E, como ponto de partida, gostaria de tomar o mesmo ícone que inspirou o Papa Pio XII ao redigir a constituição apostólica Exsul Familia (1/VIII/1952): na sua fuga para o Egito, o menino Jesus experimenta, juntamente com seus pais, a dramática condição de deslocado e refugiado «marcada por medo, incerteza e dificuldades (cf. Mt 2, 13-15.19-23). Infelizmente, nos nossos dias, há milhões de famílias que se podem reconhecer nesta triste realidade. Quase todos os dias, a televisão e os jornais dão notícias de refugiados que fogem da fome, da guerra e doutros perigos graves, em busca de segurança e duma vida digna para si e para as suas famílias» (Francisco, Angelus, 29/XII/2013). Em cada um deles, está presente Jesus, forçado – como no tempo de Herodes – a fugir para Se salvar. Nos seus rostos, somos chamados a reconhecer o rosto de Cristo faminto, sedento, nu, doente, forasteiro e encarcerado que nos interpela (cf. Mt 25, 31-46). Se O reconhecermos, seremos nós a agradecer-Lhe por O termos podido encontrar, amar e servir.

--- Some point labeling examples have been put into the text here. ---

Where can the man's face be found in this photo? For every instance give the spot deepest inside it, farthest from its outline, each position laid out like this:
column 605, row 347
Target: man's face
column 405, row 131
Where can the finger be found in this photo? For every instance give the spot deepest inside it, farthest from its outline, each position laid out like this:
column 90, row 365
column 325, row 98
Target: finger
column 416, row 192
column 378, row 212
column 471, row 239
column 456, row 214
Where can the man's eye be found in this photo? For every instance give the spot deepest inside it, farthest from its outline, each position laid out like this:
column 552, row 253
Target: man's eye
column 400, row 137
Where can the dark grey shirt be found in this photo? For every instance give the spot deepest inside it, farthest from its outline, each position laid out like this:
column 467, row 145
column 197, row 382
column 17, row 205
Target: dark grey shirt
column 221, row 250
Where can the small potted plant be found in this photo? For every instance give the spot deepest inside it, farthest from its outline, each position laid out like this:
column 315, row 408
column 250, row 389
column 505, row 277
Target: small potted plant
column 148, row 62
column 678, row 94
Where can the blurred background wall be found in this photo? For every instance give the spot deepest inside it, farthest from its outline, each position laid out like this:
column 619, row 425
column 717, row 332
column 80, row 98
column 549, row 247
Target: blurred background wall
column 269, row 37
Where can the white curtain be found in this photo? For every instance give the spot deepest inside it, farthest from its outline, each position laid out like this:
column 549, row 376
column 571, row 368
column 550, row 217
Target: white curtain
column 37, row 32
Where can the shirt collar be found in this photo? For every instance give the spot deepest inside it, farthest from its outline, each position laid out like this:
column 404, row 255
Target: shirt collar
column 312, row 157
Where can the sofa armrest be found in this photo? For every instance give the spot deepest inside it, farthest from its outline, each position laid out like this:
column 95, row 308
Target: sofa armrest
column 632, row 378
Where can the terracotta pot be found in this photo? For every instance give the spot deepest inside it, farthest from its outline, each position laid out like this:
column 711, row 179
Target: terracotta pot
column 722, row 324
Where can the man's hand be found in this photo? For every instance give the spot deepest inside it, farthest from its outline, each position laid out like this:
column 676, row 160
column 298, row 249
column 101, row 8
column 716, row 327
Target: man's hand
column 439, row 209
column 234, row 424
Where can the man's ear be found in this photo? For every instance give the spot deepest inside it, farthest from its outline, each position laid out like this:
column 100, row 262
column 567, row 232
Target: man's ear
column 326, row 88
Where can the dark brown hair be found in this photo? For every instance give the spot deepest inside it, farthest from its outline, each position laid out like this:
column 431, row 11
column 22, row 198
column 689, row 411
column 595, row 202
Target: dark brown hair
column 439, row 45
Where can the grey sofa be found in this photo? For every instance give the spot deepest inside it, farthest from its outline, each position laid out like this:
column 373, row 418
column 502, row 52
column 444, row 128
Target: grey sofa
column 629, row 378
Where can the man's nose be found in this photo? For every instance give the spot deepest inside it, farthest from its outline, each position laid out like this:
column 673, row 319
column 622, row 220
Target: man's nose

As pessoas deslocadas proporcionam-nos esta oportunidade de encontrar o Senhor, «mesmo que os nossos olhos sintam dificuldade em O reconhecer: com as vestes rasgadas, com os pés sujos, com o rosto desfigurado, o corpo chagado, incapaz de falar a nossa língua» (Francisco, Homilia, 15/II/2019). É um desafio pastoral ao qual somos chamados a responder com os quatro verbos que indiquei na Mensagem para este mesmo Dia de 2018: acolher, proteger, promover e integrar. A eles, gostaria agora de acrescentar seis pares de verbos que traduzem ações muito concretas, interligadas numa relação de causa-efeito.

É preciso conhecer para compreender. O conhecimento é um passo necessário para a compreensão do outro. Assim no-lo ensina o próprio Jesus no episódio dos discípulos de Emaús:«Enquanto [estes] conversavam e discutiam, aproximou-Se deles o próprio Jesus e pôs-Se com eles a caminho; os seus olhos, porém, estavam impedidos de O reconhecer» (Lc 24, 15-16). Frequentemente, quando falamos de migrantes e deslocados, limitamo-nos à questão do seu número. Mas não se trata de números; trata-se de pessoas! Se as encontrarmos, chegaremos a conhecê-las. E conhecendo as suas histórias, conseguiremos compreender. Poderemos compreender, por exemplo, que a precariedade, que estamos dolorosamente a experimentar por causa da pandemia, é um elemento constante na vida dos deslocados.